Boys rescued after slide down steep park bluff | Slideshow

North Whidbey Fire and Rescue and Navy Region Northwest combined efforts to perform a high-angle rescue after the two boys slid down into an area of the bluff about 50 feet that was too steep to safely climb out without help.

Renee Segault gave her children specific instructions when she allowed them to play in an open space away from the bluff at Fort Ebey State Park Tuesday.

And when Segault saw her daughter, Rhya, 9, return shortly afterward without her younger brothers, she figured it wasn’t a good sign.

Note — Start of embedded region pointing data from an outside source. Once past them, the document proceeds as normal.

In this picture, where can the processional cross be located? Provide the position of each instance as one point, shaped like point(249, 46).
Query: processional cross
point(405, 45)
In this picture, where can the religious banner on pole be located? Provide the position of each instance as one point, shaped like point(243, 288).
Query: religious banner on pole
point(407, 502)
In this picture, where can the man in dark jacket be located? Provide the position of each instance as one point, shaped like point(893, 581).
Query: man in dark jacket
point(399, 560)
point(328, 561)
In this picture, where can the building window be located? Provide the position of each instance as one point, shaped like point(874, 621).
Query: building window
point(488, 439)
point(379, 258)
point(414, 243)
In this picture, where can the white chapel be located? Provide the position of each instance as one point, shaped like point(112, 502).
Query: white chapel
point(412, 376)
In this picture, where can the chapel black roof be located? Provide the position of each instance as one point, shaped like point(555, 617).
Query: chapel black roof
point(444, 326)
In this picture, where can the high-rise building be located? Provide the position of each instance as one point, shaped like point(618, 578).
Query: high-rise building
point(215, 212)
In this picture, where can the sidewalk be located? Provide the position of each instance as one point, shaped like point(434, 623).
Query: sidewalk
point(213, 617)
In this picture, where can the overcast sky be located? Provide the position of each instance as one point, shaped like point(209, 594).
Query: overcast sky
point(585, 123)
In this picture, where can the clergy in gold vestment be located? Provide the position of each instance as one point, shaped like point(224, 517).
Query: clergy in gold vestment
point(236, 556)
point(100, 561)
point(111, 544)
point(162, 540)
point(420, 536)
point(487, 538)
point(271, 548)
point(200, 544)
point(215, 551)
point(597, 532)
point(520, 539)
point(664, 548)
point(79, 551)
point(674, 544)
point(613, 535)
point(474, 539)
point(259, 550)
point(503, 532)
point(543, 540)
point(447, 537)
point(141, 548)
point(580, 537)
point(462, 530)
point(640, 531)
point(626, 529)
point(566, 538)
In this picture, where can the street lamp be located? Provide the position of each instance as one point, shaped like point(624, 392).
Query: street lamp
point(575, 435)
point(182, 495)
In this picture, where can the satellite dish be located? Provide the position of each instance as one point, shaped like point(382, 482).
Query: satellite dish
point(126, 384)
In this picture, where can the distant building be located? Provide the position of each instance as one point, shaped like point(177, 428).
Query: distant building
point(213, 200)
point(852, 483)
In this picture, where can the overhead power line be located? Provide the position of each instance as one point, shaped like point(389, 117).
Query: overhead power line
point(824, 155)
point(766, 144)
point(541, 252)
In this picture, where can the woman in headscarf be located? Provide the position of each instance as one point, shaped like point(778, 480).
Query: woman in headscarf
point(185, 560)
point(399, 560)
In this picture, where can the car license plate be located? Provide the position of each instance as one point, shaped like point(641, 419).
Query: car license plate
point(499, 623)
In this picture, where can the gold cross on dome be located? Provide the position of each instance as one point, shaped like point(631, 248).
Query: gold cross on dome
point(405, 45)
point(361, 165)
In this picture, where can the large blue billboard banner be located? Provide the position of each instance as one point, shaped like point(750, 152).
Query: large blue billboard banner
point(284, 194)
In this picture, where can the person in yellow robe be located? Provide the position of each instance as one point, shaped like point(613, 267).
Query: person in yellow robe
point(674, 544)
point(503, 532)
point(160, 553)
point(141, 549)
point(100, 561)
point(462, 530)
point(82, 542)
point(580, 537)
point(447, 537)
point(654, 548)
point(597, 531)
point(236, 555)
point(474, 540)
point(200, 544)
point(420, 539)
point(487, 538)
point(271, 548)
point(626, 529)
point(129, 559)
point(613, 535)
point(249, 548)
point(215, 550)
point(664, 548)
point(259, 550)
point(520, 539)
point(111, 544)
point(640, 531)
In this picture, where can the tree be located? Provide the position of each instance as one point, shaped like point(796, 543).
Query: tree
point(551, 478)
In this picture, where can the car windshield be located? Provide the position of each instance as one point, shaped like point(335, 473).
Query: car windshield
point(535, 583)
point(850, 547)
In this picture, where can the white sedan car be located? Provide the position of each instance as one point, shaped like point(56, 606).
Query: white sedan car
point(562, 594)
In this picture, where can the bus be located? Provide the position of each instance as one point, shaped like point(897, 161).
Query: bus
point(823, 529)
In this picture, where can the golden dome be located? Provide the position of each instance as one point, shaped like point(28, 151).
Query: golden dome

“She said, ‘They did exactly what you told them not to do mom,’” Segault said.

North Whidbey Fire and Rescue and Navy Region Northwest combined efforts to perform a high-angle rescue after the two boys slid down into an area of the bluff about 50 feet that was too steep to safely climb out without help.

The brothers, Isaac, 7, and Daniel, 4, were uninjured after longtime North Whidbey Fire volunteer firefighter Bill Brooks was lowered down to safely retrieve them.

The boys were camping at the state park with their Orcas Island family in part to celebrate Daniel’s 5th birthday, which is Wednesday.

“My only rule was for them not to go to the cliff’s edge,” Segault said.

Instead, she was told the boys intentionally slid down a ways to a ledge, then couldn’t get back out. The grade below was even steeper and about 100 feet up from the beach.

Brooks, who is part of the department’s technical rope rescue team that trains regularly with the Navy and other agencies, said the boys seemed a little surprised when he came to get them.

“I told them we were going to give them a cool red helmet. I said we’ve got to be able to LCES, which means, ‘Look Cool Every Second.’”

Mark Kirko, deputy chief with North Whidbey Fire and Rescue, said his department is called to these sort of responses about three of four times a year.